Het felle politiek-maatschappelijke debat noemt u ook: daar hebben de boeren zelf toch ook wel een beetje aan bijgedragen toch?
“Dat vind ik maar relatief. Het punt is dat de politiek voortdurend heeft gezegd dat de boeren zelf voor verduurzaming moeten zorgen. Dat vind ik een eenzijdige opgave. Dat gezegd hebbende: alsnog hebben de boeren al veel gedaan op het gebied van het terugbrengen van de stikstof. Alleen daar wordt nooit naar gekeken, we worden alleen afgerekend op wat er nu aan de orde is, terwijl we ook nu onderdeel van de oplossing willen zijn. Duurzame landbouw is voor ons een gegeven. Geloof me: geef een boer de financiële mogelijkheid om te verduurzamen en hij doet het. Wij willen vooruitboeren. Maar als je dan hoort hoe sommigen in de politiek over de boeren praten… Die noemen de boeren vervuilers, dat deugt echt niet. Dan snap ik wel dat er boeren boos zijn.”
Wat moet het nieuwe kabinet doen om dat verduurzamen mogelijk te maken?

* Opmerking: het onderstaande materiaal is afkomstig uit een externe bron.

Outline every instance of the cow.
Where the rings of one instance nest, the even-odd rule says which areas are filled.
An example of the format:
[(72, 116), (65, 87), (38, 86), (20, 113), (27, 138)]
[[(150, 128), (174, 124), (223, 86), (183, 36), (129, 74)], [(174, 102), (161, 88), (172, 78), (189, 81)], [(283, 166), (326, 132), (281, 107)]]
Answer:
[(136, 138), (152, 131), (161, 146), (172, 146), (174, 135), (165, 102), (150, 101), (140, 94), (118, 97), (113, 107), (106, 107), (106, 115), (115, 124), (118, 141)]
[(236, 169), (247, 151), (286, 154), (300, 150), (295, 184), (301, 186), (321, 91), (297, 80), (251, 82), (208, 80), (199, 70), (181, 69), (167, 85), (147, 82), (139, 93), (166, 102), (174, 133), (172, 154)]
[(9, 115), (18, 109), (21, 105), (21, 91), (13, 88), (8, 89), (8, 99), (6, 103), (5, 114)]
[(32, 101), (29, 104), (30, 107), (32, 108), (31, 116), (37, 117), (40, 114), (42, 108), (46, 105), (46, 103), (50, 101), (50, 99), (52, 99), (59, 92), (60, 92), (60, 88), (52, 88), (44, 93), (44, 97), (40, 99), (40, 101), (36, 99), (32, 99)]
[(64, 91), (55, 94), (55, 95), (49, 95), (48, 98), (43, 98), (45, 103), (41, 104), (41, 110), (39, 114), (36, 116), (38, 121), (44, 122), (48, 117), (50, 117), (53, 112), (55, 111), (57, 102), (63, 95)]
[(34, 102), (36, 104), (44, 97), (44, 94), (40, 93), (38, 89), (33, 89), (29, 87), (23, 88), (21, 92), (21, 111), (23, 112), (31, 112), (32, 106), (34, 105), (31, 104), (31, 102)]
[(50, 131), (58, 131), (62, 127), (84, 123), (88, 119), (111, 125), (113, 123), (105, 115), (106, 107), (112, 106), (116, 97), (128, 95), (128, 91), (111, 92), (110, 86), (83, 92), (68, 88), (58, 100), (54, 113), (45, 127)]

“Investeren in innovatie. Tot nu is er een subsidieregeling van 25 procent, maar daar kan die verbouwing van de stal niet van betaald worden. Dan moet je als regering op significant meer inzetten. Zo’n subsidieregeling brengt de innovatie echt op gang, dan krijg je financiering van de bank en de rest kan de boer zelf maken. Zo moet je de financiering mogelijk maken om die transitieslag te bereiken. Vanuit een negatieve positie kom je zo weer in een positieve toekomstgerichte positie. Dat moet in het regeerakkoord worden opgenomen.”
En als dat niet gebeurt, is het dan wachten op een volgend boerenprotest?

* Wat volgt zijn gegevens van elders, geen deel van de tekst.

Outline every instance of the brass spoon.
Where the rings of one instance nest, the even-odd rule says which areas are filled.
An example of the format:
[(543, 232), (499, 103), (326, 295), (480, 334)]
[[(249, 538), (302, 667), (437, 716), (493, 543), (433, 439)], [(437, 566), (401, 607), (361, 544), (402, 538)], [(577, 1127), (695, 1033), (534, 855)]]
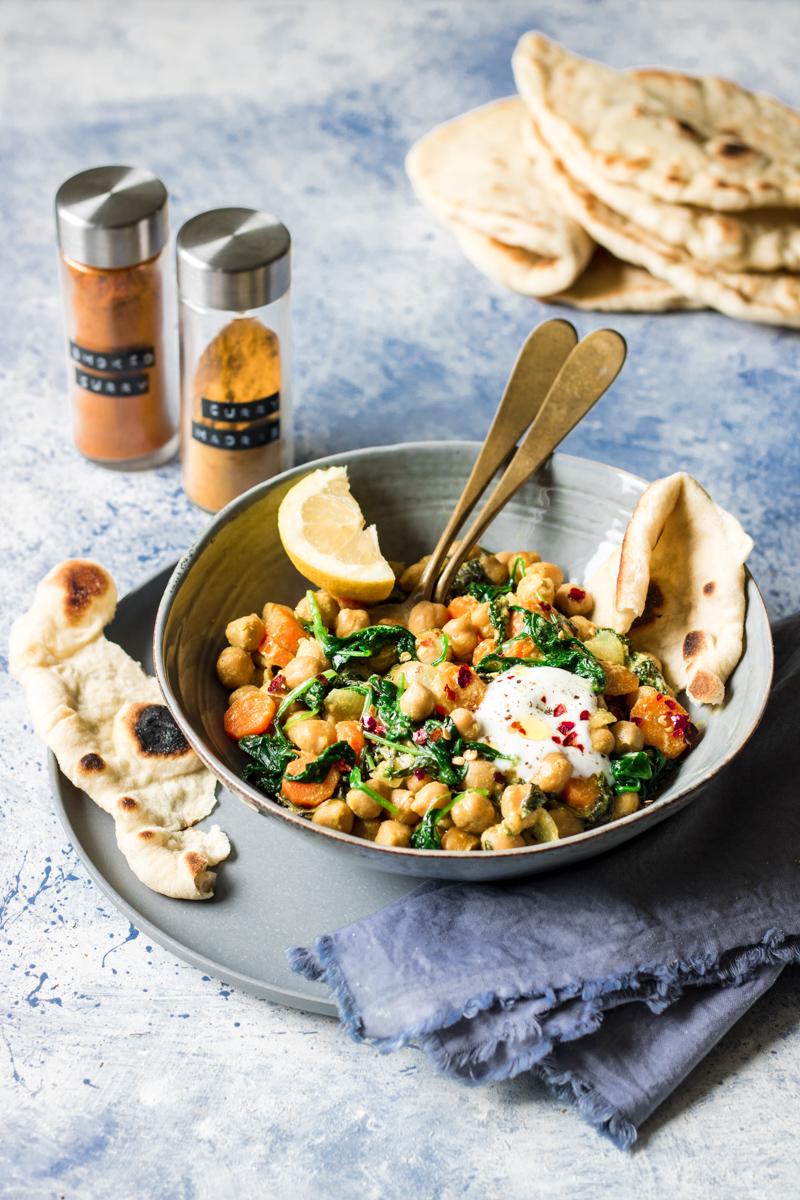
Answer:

“Dat komt iedere dag dan dichterbij. En het is niet nodig. Boeren zijn bereid tot overleg, maar dan moet dat overleg wel iets opleveren. De overheid moet flinke stappen zetten. Maar het is volgens ons ook te veel gepraat en te weinig actie. Als je naar een boer toe rijdt, waar dan ook, dan zie je dat die boerderijen vaak alleen staan. Een boer praat niet veel, haha. Ik zie graag een nieuwe minister die nog meer voortgang organiseert en duidelijkheid creëert op de lange termijn, zodat we tot actie kunnen overgaan. Zorg voor verdienmodellen die werken en geef ons de doelen, dan zorgen wij dat het gebeurt.”